En principio, sólo podremos contar con algunas certezas cuando comiencen a estar procesados los datos del Relevamiento Anual que realiza el Ministerio de Educación de la Nación, alrededor del mes de septiembre. Allí contaremos con información sobre la cantidad de alumnxs inscriptos, entre otros muchísimos datos. Hasta ese entonces, todos los cálculos sobre el tema son especulaciones privadas, operaciones políticas, o proyecciones “a ojo” de lo que uno puede ver en la escuela donde trabaja.
El “abandono” (la forma popular de llamar al desgranamiento, culpando al sujeto) es una situación cotidiana, sobre todo en las secundarias. Todos los años vemos chicos y chicas que, por diversas razones sociales dejan de ir a la escuela. Los docentes intentamos, muchas veces, ofrecer una trayectoria más flexible para sostener la regularidad, aunque eso no implique ir todos los días a cursar. Pero muchas veces no alcanza, y los problemas que esx chicx esté atravesando exceden por mucho la capacidad de intervención de una escuela que, como se dijo, resiste llena de esquirlas en el territorio. Pero así como el desgranamiento es parte del paisaje cotidiano, también lo es el regreso de muchos de esxs chicxs a la escuela, una vez pasados o resueltos los problemas que más interferían con sostener el ritmo escolar. Vuelven, por una segunda oportunidad, más convencidxs, con más ganas, muchas veces a un turno noche o a algún programa de terminalidad, porque saben que, en definitiva, el pasaje al futuro (laboral, de la educación superior) debe incluir el título secundario.
VOLVER A EMPEZAR
Incluso vuelven a socializar, porque la escuela no se va a ningún lado. No sólo eso: a veces ni siquiera abandonan la escuela, sino que simplemente desatienden la parte académica para “ranchar”: no entran al aula, no hacen los trabajos, no apagan la música, pero asisten con puntualidad británica. Para ellxs, tal vez, la escuela sea el espacio más regular, estructurado y afectivo por experimentar; si cierra, solo queda boyar a la espera de otras realidades, muchísimo más hostiles.

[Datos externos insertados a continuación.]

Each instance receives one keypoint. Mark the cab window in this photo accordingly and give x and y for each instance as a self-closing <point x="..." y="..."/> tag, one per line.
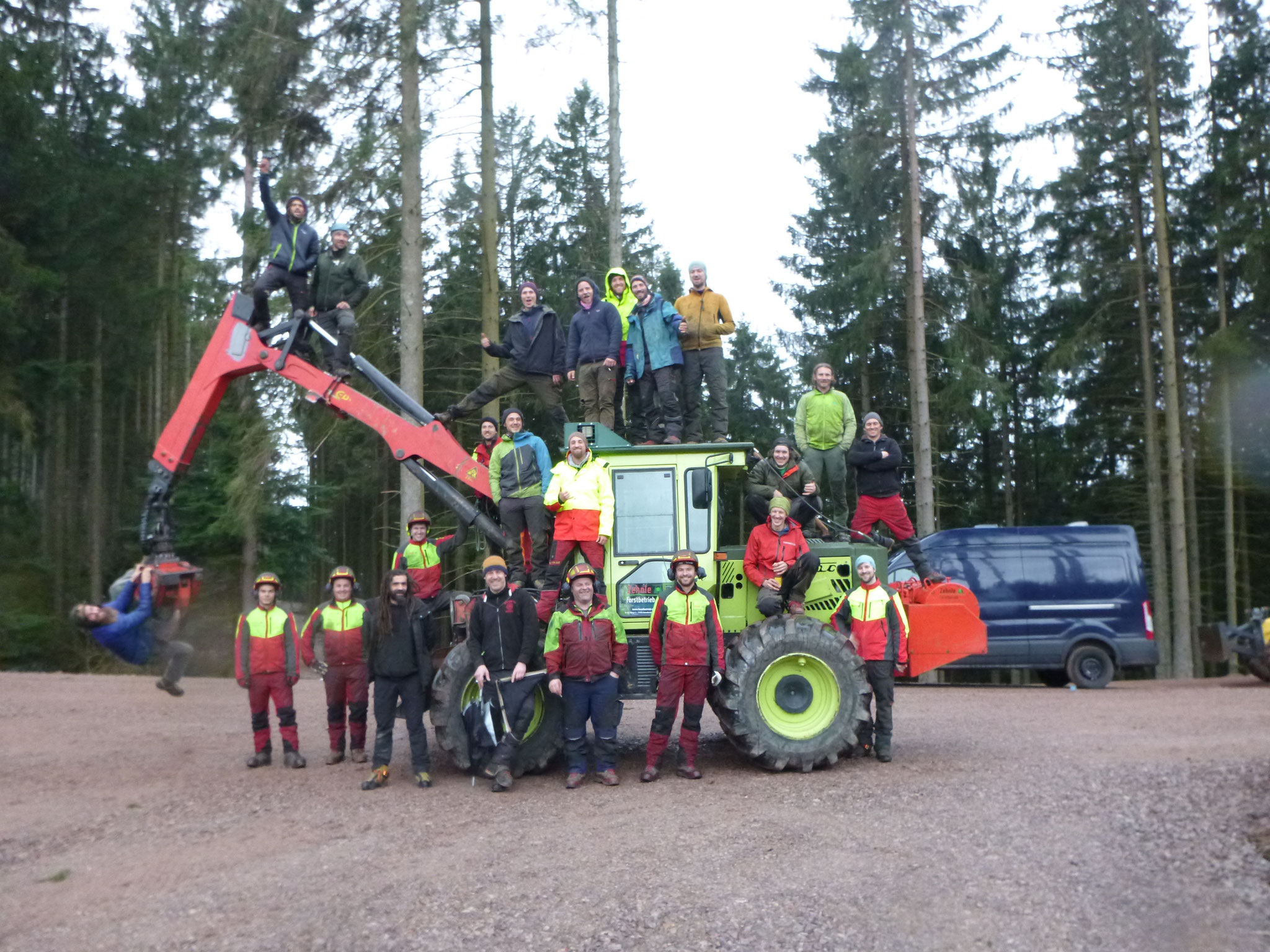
<point x="644" y="512"/>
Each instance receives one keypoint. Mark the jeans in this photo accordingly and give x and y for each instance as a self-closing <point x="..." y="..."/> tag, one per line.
<point x="596" y="700"/>
<point x="271" y="280"/>
<point x="388" y="692"/>
<point x="705" y="367"/>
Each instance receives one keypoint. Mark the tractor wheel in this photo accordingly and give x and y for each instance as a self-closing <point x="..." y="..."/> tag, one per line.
<point x="793" y="695"/>
<point x="454" y="689"/>
<point x="1260" y="667"/>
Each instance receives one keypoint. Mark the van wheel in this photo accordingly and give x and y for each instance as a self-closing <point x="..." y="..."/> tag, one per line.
<point x="1053" y="679"/>
<point x="1090" y="667"/>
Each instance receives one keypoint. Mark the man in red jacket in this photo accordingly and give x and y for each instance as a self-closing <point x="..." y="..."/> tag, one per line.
<point x="778" y="560"/>
<point x="874" y="616"/>
<point x="266" y="663"/>
<point x="334" y="628"/>
<point x="685" y="639"/>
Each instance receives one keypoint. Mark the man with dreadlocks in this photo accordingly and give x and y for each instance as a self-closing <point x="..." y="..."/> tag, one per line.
<point x="397" y="638"/>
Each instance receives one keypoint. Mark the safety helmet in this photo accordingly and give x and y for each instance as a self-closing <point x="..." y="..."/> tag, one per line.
<point x="683" y="555"/>
<point x="579" y="571"/>
<point x="267" y="579"/>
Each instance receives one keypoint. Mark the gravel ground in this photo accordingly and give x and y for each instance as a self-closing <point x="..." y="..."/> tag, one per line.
<point x="1013" y="818"/>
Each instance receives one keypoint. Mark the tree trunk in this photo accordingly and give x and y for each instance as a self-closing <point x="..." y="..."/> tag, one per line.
<point x="488" y="200"/>
<point x="918" y="386"/>
<point x="411" y="140"/>
<point x="615" y="148"/>
<point x="1151" y="438"/>
<point x="1183" y="659"/>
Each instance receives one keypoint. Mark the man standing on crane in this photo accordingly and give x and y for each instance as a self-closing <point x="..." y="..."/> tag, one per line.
<point x="332" y="644"/>
<point x="266" y="663"/>
<point x="293" y="254"/>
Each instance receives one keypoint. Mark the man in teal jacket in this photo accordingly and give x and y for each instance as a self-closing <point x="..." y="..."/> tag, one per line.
<point x="520" y="472"/>
<point x="653" y="362"/>
<point x="825" y="427"/>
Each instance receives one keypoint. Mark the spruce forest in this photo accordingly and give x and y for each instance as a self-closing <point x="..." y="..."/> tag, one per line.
<point x="1089" y="347"/>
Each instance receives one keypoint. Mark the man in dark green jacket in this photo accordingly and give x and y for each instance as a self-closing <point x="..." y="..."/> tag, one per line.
<point x="339" y="284"/>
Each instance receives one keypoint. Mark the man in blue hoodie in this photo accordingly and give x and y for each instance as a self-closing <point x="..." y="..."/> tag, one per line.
<point x="595" y="350"/>
<point x="128" y="637"/>
<point x="535" y="345"/>
<point x="653" y="362"/>
<point x="293" y="254"/>
<point x="520" y="472"/>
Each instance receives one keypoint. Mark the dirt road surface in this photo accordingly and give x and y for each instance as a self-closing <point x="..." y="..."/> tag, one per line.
<point x="1011" y="819"/>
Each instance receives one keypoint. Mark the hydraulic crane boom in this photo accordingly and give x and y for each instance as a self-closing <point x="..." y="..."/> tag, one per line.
<point x="235" y="350"/>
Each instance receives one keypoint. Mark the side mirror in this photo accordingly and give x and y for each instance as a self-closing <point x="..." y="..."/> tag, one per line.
<point x="701" y="485"/>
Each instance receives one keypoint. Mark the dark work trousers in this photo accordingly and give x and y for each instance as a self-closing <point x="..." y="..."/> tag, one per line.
<point x="516" y="516"/>
<point x="705" y="367"/>
<point x="655" y="414"/>
<point x="409" y="692"/>
<point x="830" y="472"/>
<point x="596" y="387"/>
<point x="801" y="511"/>
<point x="518" y="701"/>
<point x="346" y="685"/>
<point x="340" y="324"/>
<point x="882" y="679"/>
<point x="691" y="683"/>
<point x="270" y="281"/>
<point x="598" y="702"/>
<point x="562" y="549"/>
<point x="793" y="586"/>
<point x="259" y="690"/>
<point x="507" y="379"/>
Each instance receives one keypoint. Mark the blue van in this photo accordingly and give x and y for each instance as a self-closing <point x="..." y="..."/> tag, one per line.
<point x="1068" y="602"/>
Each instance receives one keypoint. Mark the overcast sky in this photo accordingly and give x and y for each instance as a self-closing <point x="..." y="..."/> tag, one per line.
<point x="714" y="117"/>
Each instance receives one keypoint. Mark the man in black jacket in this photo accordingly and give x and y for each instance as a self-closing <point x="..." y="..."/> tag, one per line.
<point x="340" y="284"/>
<point x="877" y="457"/>
<point x="504" y="630"/>
<point x="397" y="639"/>
<point x="293" y="253"/>
<point x="535" y="345"/>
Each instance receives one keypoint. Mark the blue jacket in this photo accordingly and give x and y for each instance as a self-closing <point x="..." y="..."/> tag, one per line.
<point x="654" y="328"/>
<point x="128" y="638"/>
<point x="595" y="334"/>
<point x="293" y="245"/>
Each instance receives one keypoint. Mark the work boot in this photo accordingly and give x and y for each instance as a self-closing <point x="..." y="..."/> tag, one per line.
<point x="171" y="687"/>
<point x="379" y="777"/>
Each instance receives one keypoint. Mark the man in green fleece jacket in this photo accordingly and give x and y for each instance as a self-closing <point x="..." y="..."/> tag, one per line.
<point x="825" y="426"/>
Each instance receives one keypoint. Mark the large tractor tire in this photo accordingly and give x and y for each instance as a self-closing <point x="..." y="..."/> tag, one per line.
<point x="454" y="687"/>
<point x="794" y="694"/>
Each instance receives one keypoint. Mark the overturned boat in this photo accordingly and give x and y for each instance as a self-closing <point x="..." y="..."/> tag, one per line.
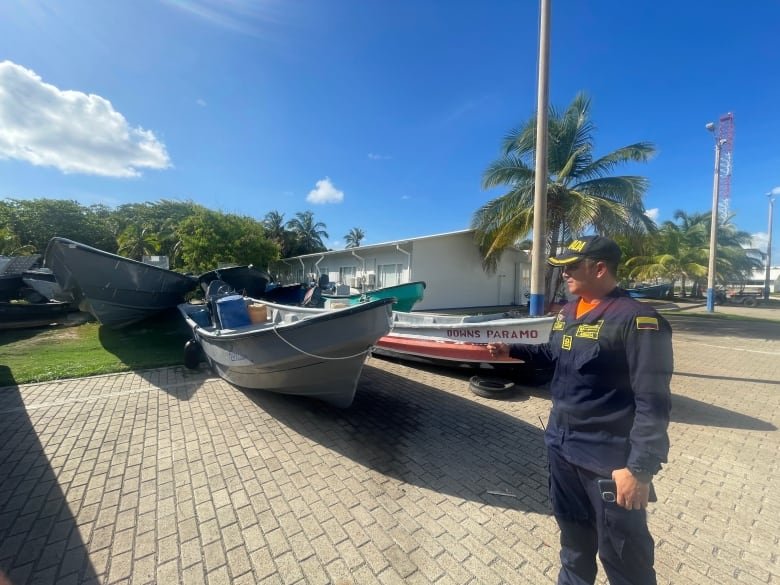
<point x="116" y="290"/>
<point x="285" y="349"/>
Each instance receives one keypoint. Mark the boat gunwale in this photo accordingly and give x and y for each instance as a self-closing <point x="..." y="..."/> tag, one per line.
<point x="85" y="247"/>
<point x="212" y="333"/>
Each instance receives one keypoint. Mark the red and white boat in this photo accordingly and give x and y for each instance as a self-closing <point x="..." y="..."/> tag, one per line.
<point x="459" y="338"/>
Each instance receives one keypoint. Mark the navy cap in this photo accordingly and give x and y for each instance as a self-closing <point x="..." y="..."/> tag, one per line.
<point x="593" y="247"/>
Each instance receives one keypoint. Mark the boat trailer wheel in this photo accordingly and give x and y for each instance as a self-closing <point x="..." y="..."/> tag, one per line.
<point x="490" y="387"/>
<point x="193" y="354"/>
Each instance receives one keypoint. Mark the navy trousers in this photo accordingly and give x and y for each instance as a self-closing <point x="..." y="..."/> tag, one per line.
<point x="590" y="526"/>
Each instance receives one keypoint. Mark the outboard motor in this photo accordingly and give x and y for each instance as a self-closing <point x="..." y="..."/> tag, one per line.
<point x="217" y="289"/>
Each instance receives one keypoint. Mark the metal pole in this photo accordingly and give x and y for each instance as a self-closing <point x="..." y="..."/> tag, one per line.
<point x="768" y="249"/>
<point x="713" y="229"/>
<point x="538" y="260"/>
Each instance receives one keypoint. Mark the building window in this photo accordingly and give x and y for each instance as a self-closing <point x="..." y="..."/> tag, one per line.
<point x="388" y="274"/>
<point x="347" y="275"/>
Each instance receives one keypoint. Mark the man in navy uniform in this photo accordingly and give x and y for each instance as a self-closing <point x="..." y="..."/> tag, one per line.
<point x="610" y="412"/>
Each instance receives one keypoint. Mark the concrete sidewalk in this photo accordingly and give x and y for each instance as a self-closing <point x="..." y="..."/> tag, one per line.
<point x="171" y="476"/>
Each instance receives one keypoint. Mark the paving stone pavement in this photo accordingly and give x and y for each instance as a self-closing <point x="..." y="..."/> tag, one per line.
<point x="173" y="476"/>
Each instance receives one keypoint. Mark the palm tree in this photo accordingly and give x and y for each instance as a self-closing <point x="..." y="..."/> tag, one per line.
<point x="354" y="237"/>
<point x="135" y="242"/>
<point x="581" y="193"/>
<point x="308" y="233"/>
<point x="678" y="252"/>
<point x="681" y="251"/>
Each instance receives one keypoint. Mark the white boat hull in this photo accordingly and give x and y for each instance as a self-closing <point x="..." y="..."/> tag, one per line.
<point x="460" y="338"/>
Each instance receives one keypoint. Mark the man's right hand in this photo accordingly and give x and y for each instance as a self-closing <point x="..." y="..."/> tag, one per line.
<point x="498" y="350"/>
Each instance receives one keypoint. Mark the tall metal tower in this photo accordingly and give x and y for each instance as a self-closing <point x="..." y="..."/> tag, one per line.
<point x="726" y="139"/>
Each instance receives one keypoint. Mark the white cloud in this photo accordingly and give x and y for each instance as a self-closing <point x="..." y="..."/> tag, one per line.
<point x="325" y="192"/>
<point x="759" y="241"/>
<point x="70" y="130"/>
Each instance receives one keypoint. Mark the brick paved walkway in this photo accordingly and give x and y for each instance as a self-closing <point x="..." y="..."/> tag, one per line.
<point x="170" y="476"/>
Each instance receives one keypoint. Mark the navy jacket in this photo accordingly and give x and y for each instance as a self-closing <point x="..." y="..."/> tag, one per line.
<point x="610" y="389"/>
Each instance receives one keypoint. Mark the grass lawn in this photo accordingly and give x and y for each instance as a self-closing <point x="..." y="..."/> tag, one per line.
<point x="42" y="354"/>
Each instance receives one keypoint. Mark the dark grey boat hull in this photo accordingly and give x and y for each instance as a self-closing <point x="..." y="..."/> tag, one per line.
<point x="309" y="352"/>
<point x="117" y="291"/>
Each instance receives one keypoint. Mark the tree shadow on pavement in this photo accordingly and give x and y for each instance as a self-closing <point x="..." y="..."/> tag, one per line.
<point x="40" y="541"/>
<point x="731" y="378"/>
<point x="695" y="412"/>
<point x="418" y="434"/>
<point x="723" y="327"/>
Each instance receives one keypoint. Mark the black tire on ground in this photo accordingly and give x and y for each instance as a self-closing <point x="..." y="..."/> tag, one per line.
<point x="193" y="354"/>
<point x="491" y="387"/>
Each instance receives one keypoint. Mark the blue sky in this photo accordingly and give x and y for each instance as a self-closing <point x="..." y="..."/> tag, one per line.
<point x="375" y="114"/>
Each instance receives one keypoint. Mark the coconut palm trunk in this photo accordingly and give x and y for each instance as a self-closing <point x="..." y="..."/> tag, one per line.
<point x="582" y="195"/>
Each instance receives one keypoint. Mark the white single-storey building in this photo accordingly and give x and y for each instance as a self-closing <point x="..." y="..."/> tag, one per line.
<point x="450" y="264"/>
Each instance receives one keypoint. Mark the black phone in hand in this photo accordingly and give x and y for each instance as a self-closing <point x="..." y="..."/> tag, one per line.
<point x="608" y="490"/>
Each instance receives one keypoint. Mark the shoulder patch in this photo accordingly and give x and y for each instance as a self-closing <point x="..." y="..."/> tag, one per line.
<point x="647" y="323"/>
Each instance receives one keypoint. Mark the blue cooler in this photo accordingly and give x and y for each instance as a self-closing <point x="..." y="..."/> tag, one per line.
<point x="232" y="312"/>
<point x="201" y="317"/>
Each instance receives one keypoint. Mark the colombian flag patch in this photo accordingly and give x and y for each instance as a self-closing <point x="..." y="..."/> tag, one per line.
<point x="647" y="323"/>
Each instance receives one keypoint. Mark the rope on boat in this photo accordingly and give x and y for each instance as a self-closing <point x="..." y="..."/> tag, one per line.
<point x="319" y="357"/>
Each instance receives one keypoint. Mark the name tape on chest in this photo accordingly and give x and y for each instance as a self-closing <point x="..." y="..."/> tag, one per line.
<point x="647" y="323"/>
<point x="589" y="331"/>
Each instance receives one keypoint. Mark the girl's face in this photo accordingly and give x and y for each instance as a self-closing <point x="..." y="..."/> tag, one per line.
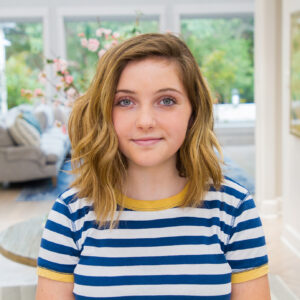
<point x="151" y="112"/>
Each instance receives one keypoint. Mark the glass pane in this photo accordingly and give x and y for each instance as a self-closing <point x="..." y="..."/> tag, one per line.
<point x="223" y="48"/>
<point x="24" y="59"/>
<point x="82" y="62"/>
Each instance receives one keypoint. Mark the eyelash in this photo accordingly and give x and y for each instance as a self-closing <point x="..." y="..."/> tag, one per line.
<point x="171" y="98"/>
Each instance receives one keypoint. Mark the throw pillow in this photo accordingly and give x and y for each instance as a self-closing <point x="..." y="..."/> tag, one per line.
<point x="44" y="114"/>
<point x="32" y="120"/>
<point x="23" y="133"/>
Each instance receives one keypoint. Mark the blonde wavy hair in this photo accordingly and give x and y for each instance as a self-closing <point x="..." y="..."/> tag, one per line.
<point x="100" y="168"/>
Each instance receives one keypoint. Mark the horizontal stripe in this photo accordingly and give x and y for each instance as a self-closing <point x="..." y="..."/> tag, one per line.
<point x="230" y="191"/>
<point x="152" y="242"/>
<point x="246" y="244"/>
<point x="131" y="215"/>
<point x="246" y="254"/>
<point x="153" y="270"/>
<point x="43" y="263"/>
<point x="250" y="275"/>
<point x="164" y="260"/>
<point x="247" y="224"/>
<point x="152" y="251"/>
<point x="64" y="277"/>
<point x="62" y="249"/>
<point x="164" y="297"/>
<point x="154" y="233"/>
<point x="151" y="290"/>
<point x="248" y="263"/>
<point x="58" y="238"/>
<point x="153" y="280"/>
<point x="55" y="257"/>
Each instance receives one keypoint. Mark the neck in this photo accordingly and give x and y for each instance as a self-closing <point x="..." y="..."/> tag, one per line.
<point x="153" y="183"/>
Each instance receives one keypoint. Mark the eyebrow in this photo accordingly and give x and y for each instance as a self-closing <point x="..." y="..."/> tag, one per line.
<point x="159" y="91"/>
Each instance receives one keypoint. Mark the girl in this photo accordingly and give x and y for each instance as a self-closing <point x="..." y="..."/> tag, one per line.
<point x="149" y="214"/>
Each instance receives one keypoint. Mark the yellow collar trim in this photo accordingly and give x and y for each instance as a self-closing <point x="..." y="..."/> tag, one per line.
<point x="152" y="205"/>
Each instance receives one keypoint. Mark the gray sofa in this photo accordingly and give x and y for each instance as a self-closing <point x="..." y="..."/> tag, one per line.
<point x="30" y="155"/>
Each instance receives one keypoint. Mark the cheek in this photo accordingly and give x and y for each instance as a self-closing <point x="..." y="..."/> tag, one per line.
<point x="120" y="124"/>
<point x="176" y="127"/>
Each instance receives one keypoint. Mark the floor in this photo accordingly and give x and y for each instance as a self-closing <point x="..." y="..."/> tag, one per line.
<point x="284" y="265"/>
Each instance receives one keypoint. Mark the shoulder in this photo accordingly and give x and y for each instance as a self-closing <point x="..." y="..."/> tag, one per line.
<point x="68" y="203"/>
<point x="229" y="197"/>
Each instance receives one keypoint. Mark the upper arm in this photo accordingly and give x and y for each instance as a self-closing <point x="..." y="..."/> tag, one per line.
<point x="48" y="289"/>
<point x="257" y="289"/>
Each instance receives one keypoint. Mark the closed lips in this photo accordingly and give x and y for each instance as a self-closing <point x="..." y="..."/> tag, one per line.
<point x="148" y="139"/>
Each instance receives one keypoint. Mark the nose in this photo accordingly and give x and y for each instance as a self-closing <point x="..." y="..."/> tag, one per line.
<point x="145" y="118"/>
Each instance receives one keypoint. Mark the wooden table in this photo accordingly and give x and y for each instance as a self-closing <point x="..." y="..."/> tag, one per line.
<point x="21" y="241"/>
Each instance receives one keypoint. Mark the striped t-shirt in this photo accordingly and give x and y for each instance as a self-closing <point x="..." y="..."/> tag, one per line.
<point x="158" y="250"/>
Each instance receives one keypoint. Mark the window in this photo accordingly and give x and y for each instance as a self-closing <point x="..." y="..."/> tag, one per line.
<point x="223" y="48"/>
<point x="24" y="58"/>
<point x="83" y="63"/>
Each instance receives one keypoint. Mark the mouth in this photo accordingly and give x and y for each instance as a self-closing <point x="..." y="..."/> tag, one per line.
<point x="147" y="142"/>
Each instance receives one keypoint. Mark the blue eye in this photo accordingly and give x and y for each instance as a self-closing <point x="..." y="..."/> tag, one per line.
<point x="169" y="102"/>
<point x="126" y="101"/>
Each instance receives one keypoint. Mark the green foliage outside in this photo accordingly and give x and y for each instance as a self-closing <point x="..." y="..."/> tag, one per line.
<point x="24" y="60"/>
<point x="223" y="49"/>
<point x="83" y="63"/>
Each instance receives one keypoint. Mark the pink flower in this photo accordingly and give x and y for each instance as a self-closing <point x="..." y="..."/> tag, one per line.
<point x="107" y="31"/>
<point x="60" y="65"/>
<point x="107" y="46"/>
<point x="42" y="77"/>
<point x="58" y="87"/>
<point x="99" y="31"/>
<point x="38" y="93"/>
<point x="93" y="45"/>
<point x="115" y="35"/>
<point x="101" y="52"/>
<point x="84" y="43"/>
<point x="71" y="93"/>
<point x="68" y="79"/>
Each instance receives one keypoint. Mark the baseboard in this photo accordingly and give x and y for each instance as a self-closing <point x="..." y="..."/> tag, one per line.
<point x="291" y="238"/>
<point x="279" y="289"/>
<point x="270" y="209"/>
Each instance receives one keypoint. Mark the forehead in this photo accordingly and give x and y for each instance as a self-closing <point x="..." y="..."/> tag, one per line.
<point x="151" y="66"/>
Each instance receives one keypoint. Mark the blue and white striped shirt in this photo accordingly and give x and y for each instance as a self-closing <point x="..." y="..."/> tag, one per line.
<point x="158" y="250"/>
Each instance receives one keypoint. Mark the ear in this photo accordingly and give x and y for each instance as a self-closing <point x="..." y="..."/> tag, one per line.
<point x="191" y="121"/>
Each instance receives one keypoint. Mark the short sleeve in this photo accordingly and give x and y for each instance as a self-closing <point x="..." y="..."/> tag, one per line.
<point x="246" y="250"/>
<point x="59" y="254"/>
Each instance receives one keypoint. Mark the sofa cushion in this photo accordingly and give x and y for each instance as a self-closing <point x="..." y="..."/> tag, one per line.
<point x="44" y="114"/>
<point x="54" y="144"/>
<point x="29" y="117"/>
<point x="23" y="133"/>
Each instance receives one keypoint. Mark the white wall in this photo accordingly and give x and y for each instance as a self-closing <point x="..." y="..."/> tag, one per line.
<point x="291" y="143"/>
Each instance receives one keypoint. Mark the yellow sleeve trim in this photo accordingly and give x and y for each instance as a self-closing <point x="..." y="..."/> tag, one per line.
<point x="249" y="275"/>
<point x="65" y="277"/>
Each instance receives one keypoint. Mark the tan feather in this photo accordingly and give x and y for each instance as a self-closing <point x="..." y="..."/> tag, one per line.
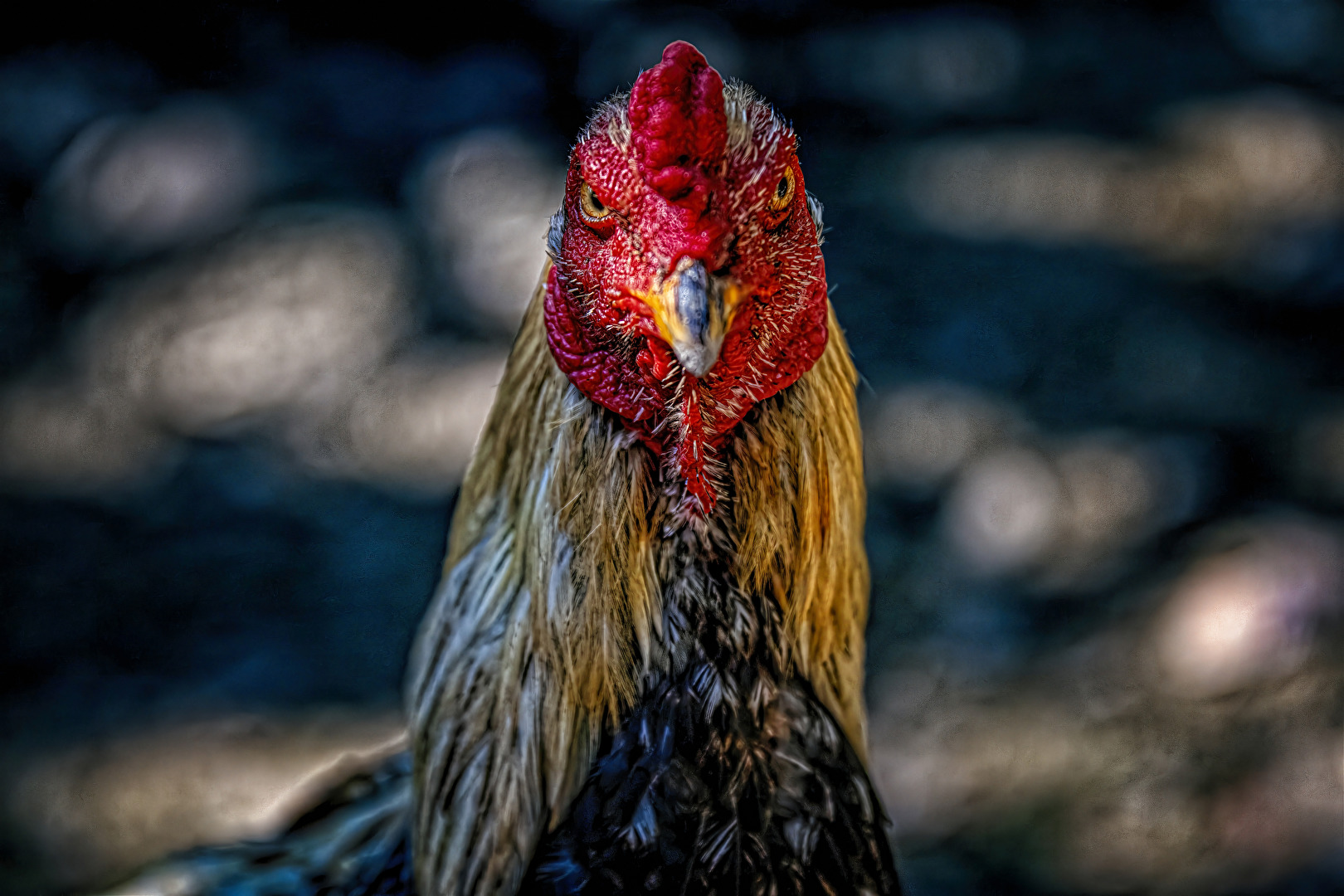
<point x="548" y="610"/>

¿Qué nos obliga a pensar, sobrevivida la pandemia, que la escuela ha dejado de tener ese sentido para tantos jóvenes y adultos? Si se desconectaron durante 2020, ¿Qué nos obligaría a suponer que “no vuelven nunca más”, como se pronostica en letras catástrofe? ¿Por qué no sucedería lo que sucede todos los años?
Algunas provincias detectaron el problema de la desconexión, y encararon políticas públicas para esto. El programa ATR de la provincia de Buenos Aires, el plan Vuelvo a Estudiar en Santa Fe que existe desde 2013, por dar algunos ejemplos, están centrados en la detección de alumnxs que hayan dejado la escuela, lxs buscan y les ofrecen una alternativa de reingreso o terminalidad. Esto también sucede lateralmente al aparato estatal: lxs docentes -muchas veces en apoyo de las organizaciones sociales- salen extramuro a buscar a lxs pibes que faltan mucho.
La deserción debe activar una política del Estado, eso es Sarmiento por otros medios. Ya no poner un ladrillo -de la puna a los estéros- en cada lugar del país. Hoy universalizar es, entre otras cosas, salir a buscar a los pibxs que están ahí, bastante más cerca de la escuela de lo que se piensa.